The Prime minister’s swift exit from hospital prompted a sharp spike for sterling exchange rates as we started the week, shifting by more than 0.5% up to the mid 1.14s against the Euro on Monday.
With little economic data due for release from the UK as we start the week, it will arguably be the government’s response to the rising pressures the lockdown is imposing on the economy that could prove to be the main driver for Sterling exchange rates.
Last week, the National Institute of Economic and Social Research board produced their latest report estimating a loss of 25% of the UK economy should current lockdown measures be maintained until the summer. Furthermore, shadow cabinet minister Rachel Reeves voiced Labour’s call for the government to detail their exit strategy from the lockdown to alleviate these pressures as and when it is possible.
As it stands, there is every expectation the government will extend the lockdown without change on Thursday however there does seem to be a growing divide within the cabinet, with ministers prioritising the importance of protecting the nation’s well-being against the virus over supporting the economy and vice versa.
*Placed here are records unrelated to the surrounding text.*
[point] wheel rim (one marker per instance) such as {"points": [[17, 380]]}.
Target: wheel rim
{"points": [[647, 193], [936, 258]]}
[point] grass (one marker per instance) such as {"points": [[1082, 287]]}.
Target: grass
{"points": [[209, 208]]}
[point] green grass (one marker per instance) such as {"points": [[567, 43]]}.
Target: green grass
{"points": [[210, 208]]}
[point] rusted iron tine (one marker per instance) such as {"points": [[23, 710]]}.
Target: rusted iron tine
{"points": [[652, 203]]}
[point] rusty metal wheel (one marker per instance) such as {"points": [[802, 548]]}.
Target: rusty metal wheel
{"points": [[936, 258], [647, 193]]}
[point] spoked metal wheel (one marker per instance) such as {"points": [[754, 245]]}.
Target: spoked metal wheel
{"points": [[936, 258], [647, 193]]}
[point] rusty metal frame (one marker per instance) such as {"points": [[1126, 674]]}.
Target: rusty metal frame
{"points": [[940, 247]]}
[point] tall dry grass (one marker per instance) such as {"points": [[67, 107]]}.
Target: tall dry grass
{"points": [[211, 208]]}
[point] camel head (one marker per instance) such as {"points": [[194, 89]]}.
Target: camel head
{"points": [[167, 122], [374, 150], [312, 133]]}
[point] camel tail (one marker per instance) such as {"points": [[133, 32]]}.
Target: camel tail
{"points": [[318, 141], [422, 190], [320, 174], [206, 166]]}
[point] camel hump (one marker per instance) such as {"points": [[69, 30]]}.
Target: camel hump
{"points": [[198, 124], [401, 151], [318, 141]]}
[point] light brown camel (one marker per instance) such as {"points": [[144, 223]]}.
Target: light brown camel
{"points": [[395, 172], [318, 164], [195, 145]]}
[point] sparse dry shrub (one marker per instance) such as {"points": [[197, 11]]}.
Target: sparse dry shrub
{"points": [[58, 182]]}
It will be interesting to see how the markets react should a change in stance be signalled this week.
The euro’s position has weakened gradually on the international stage since the start of the month, with interbank rates against the pound and the US dollar falling by almost 2% against both major pairings respectively. Evidently the struggles in Italy and Spain in particular have done very little to help support the single currency, with euro holders turning to tomorrow’s key inflation data across the bloc’s major players in the hopes of a change in trend.
Indeed, the national institutes of statistics for France, Spain and Italy will tomorrow release their Consumer Price index reading for the month of March, with investors watching closely to assess the damage the lockdown has inflicted on their respective economies. Furthermore, these releases come ahead of the International Monetary Fund’s meeting on Saturday to discuss an efficient reallocation of funding to help support the areas of the European economy most impacted. As a result, tomorrow’s release could hold more weight with the markets and is worth keeping an eye on if you have a currency requirement involving the euro.
It could prove to be an interesting start to the week for US dollar exchange rates with this afternoon’s key international trade data holding the potential to be the first market mover. Throughout last year, as trade tensions with the China escalated, the US government leaned on the sizeable growth in exports as a demonstration of strength with a competitive reach that appeased investors and arguable helped the dollar maintain it’s value on the international stage. Now however, with global markets having been pulled to a standstill as a result of the virus, trade data across the majority the US’s main trading partners has already started to show signs of slipping and so today’s releases are expected, understandably to show a drop too.
Importantly, it is worth remembering that US trade represents around 20% of world trade and so a fall in the value of exports for example, might be taken as a sign of weakness across global markets which historically has benefitted the dollar as a result of it’s safe haven status. Something worth considering if you are in the market for US dollars this week.